Almost How It Was
There is a place called Cat Island National Wildlife Refuge just north of Baton Rouge, near St. Francisville. Treewise, it is known for having the most massive baldcypress still living, the so-called champion cypress, and it was the reason for my friend Brad and I to go there a few days ago. Cat Island is not on the way to anyplace. You don’t arrive there by accident. It has to be a destination all its own. Angola State Prison is the nearest location where there is an accumulation of human beings. So we went and drove the long gravel, bumpy roads to the place where the champion tree lives. You park near a gate that marks the trail leading ½ mile back into the forest. You begin the walk in an oak, hackberry, hickory forest and it is a pretty thing to see – big mature trees. About half way you begin to notice that the species are changing and evidence of flooding is visible from the cracks in the soil and the patches of drying duckweed that floated into the forest in this year’s high water. The duckweed looks out of place there on the bare, dry forest floor. As you look around you notice that the hardwoods have given way to the water trees. Cypress and tupelo gum now shades the path. You can’t help feel an excitement for what you anticipate lies at the end of the trail. And at the end of the walk you do find the tree for which the path was built, but there is a little bit of disappointment too. The base of the tree is huge, but not beautiful. It is a very large mass of living tree tissue, but not one that gives you the feeling of being in the presence of a tree that rises out of the earth to spread branches that soar. Perhaps it deserves the title of “champion” for its size alone, and we have to grant that it is in fact big, but for the rest of the things that a tree does for the human soul, it is lacking. I will not show a picture of it here.
But, looking to the right of the big tree you see among the trunks of cypress and tupelo something that is oversized compared to the surrounding forest. It draws you to it, and suddenly you know that something of great age and dignity is in front of you. It is a huge trunk that rises thirty feet before splitting into two massive trunks that rise upward for 100 feet. The base of the trunk alone is at least ten feet in diameter. “Wow!” comes to mind but doesn’t even touch the expression you need at that moment. Remembering those wolf trees in the Basin, I am again in the presence of a cypress tree that was growing here before Europeans stepped foot in North America, probably well before. Is it a replica of all that it could be? No. It too was bypassed by the loggers because it did not meet the needs of the lumber industry. It has that double trunk. For some reason that feature was enough to spare it while its more uniform kin were all cut down.
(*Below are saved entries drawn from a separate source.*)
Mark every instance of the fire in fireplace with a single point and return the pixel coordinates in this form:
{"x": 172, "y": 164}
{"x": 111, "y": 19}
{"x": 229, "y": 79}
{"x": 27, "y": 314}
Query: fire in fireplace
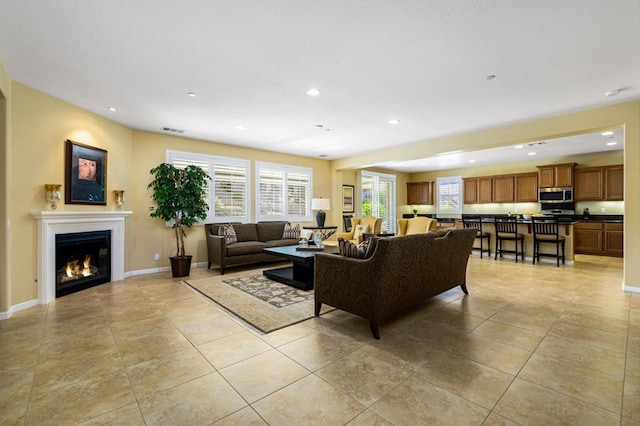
{"x": 83, "y": 260}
Admiring the tree, you see another one 50 steps away and you go there to find the same great trunk, this time dividing many feet above the ground. The forest floor is clear and easy to walk due to the annual flooding of eight feet or more. And another big tree is there a little farther into the forest. And another, and on until you realize there must have been a whole grove of these ancient trees that had split trunks or hollow bases, existing today because they were not perfect. There is a difference between the experience of seeing one wolf tree in the Basin, and seeing ten or more within easy walking distance of each other. The latter gives you the feeling of actually being in a forest of the old trees. It is a grand thing to be able to do. If that “champion” tree is publicized for no other reason than to quietly call attention to the magnificent neighbors that it has, it is worth all the publicity it gets.
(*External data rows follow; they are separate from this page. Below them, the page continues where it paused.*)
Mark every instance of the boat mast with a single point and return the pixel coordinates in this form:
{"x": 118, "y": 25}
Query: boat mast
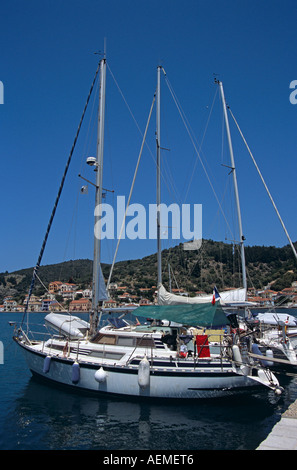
{"x": 98, "y": 200}
{"x": 158, "y": 177}
{"x": 241, "y": 237}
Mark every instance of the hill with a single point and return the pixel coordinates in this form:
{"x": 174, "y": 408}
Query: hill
{"x": 216, "y": 263}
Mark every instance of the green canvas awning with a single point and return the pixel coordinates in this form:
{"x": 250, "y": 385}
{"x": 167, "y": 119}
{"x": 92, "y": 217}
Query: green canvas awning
{"x": 204, "y": 315}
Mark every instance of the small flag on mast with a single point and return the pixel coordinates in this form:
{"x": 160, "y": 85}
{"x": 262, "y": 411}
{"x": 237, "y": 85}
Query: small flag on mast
{"x": 215, "y": 295}
{"x": 84, "y": 189}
One of the difficult things in photography is to take pictures of very large trees and have the pictures convey the real size in proportion to the surroundings. If you back away far enough to show the whole tree it reduces the whole thing in size so that you lose the emphasis of comparison. For that reason, the pics used here emphasize the base of the trees more than the upper trunks and limbs.
Another point to be made is that the surrounding forest is a mature forest in its own right. It may contain the truly ancient members, but the other trees are very large too. Many cypresses have trunks four feet in diameter at breast height. Many tupelos are at least three feet as well. Those are very large second growth trees, and seeing others that size is possible, but not easily done in Louisiana.
As though to point out the cycle of growth that builds a forest, we found seedlings beneath the big trees. Tiny trees six inches high, carrying the same capacity for a thousand years of growth within them. Will they get the chance to live out a millennial lifetime, no, probably not. Tree people say that in order for a cypress tree to survive it must be big enough to extend above the annual flooding. These trees cannot grow enough in one year to do that. Should the annual flooding skip a year or two, maybe, but not likely.
So, transpose the Cat Island grove of ancient cypresses to the Atchafalaya Basin, and spread it out to cover hundreds of square miles, and a small insight can be imagined into what it must have been like before the forests were cut. You would think that you could see pictures of the old trees and then successfully imagine this, but I don’t think so. For some reason you have to be there, in their presence. The imagining has to start there, not in the mind only, but in the mind and with the trees, touching them and turning around and around and seeing them all around you. Then you might take that feeling and combine it with the wolf trees and let them carry you to a place that is no more. It is as close as you can get to almost how it was.
The river is at 4.3 feet on the Butte La Rose gauge. The Ohio and Mississippi are taking their fall siesta. Wake up time is probably at least a couple months away.